ScholarsArchive at Oregon State University

Field Value
Title Buoy and satellite observation of wind induced surface heat exchange in the intraseasonal oscillation over West Pacific and Indian Ocean
Names Araligidad, Nilesh (creator)
Maloney, Eric (advisor)
Date Issued 2007-09-20T23:13:05Z (iso8601)
Internet Media Type application/pdf
Note Graduation date: 2008
Abstract The importance of wind-driven latent heat fluxes for supporting tropical intraseasonal precipitation variability is analyzed. Tropical
intraseasonal variability in the west pacific and Indian ocean is analyzed for northern and southern hemisphere summer during 1999-2005 using
satellite and buoy observations. A composite analysis of QuikSCAT ocean vector winds and TRMM precipitation for the intraseasonal oscillation
(ISO) indicate that enhanced precipitation is associated with anomalous surface westerly flow over the west Pacific and the Indian oceans.
Anomalous westerly flow associated with the ISO is also accompanied by enhanced wind speed over the west Pacific and Indian ocean. Enhanced
wind speed during westerly phases in the west Pacific and Indian oceans suggests an increase in the wind-driven component of latent heat flux.

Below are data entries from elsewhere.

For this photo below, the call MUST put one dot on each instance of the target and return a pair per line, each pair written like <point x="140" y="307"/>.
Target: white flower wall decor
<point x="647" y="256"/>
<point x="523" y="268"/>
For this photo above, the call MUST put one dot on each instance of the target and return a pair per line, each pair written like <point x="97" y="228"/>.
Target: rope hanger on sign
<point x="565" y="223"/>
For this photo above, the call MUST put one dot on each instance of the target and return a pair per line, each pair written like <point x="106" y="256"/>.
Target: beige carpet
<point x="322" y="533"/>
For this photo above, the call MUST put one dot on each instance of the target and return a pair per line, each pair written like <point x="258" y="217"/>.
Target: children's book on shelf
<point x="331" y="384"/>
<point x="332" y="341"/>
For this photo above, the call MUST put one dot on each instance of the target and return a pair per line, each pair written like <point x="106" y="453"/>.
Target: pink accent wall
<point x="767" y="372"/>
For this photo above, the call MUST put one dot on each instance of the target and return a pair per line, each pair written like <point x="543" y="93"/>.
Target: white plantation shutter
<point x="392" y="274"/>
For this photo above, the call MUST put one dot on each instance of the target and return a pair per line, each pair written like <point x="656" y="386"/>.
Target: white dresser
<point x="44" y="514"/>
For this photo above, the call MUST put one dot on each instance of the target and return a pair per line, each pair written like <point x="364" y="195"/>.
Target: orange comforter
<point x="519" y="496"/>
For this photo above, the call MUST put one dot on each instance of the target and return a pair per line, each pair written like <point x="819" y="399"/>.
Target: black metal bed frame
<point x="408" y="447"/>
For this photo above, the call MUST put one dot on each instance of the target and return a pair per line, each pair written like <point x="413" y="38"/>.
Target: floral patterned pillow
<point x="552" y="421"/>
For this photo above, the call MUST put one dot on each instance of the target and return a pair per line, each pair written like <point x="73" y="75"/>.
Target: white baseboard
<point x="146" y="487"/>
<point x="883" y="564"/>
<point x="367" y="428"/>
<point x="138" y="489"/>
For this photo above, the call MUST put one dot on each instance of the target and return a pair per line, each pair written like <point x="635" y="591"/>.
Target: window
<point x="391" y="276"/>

An analysis using TAO buoys and TRMM precipitation shows a significant correlation between intraseasonal (30-100 day) latent heat flux and TRMM
precipitation in the region where enhanced precipitation occurs during the ISO westerly phase. Latent heat flux anomalies are about 20% of
precipitation anomalies, a magnitude approximately sufficient as suggested by previous studies to support a flux-driven convective instability.
The correlation of QuikSCAT wind speed and TRMM precipitation was analyzed over the west Pacific and it also showed a correlation of similar
magnitude as the correlation of latent heat flux and precipitation. As a sensitivity test to determine how much of the latent heat flux
anomalies were wind-driven, latent heat flux anomalies were recalculated at the location of strong correlation by fixing SST, boundary layer
relative humidity, and boundary layer temperature to their sixty days running averages. This sensitivity analysis shows that most of the latent
heat flux anomaly is wind-driven, indicating that intraseasonal precipitation may be supported by a wind-evaporation feedback mechanism.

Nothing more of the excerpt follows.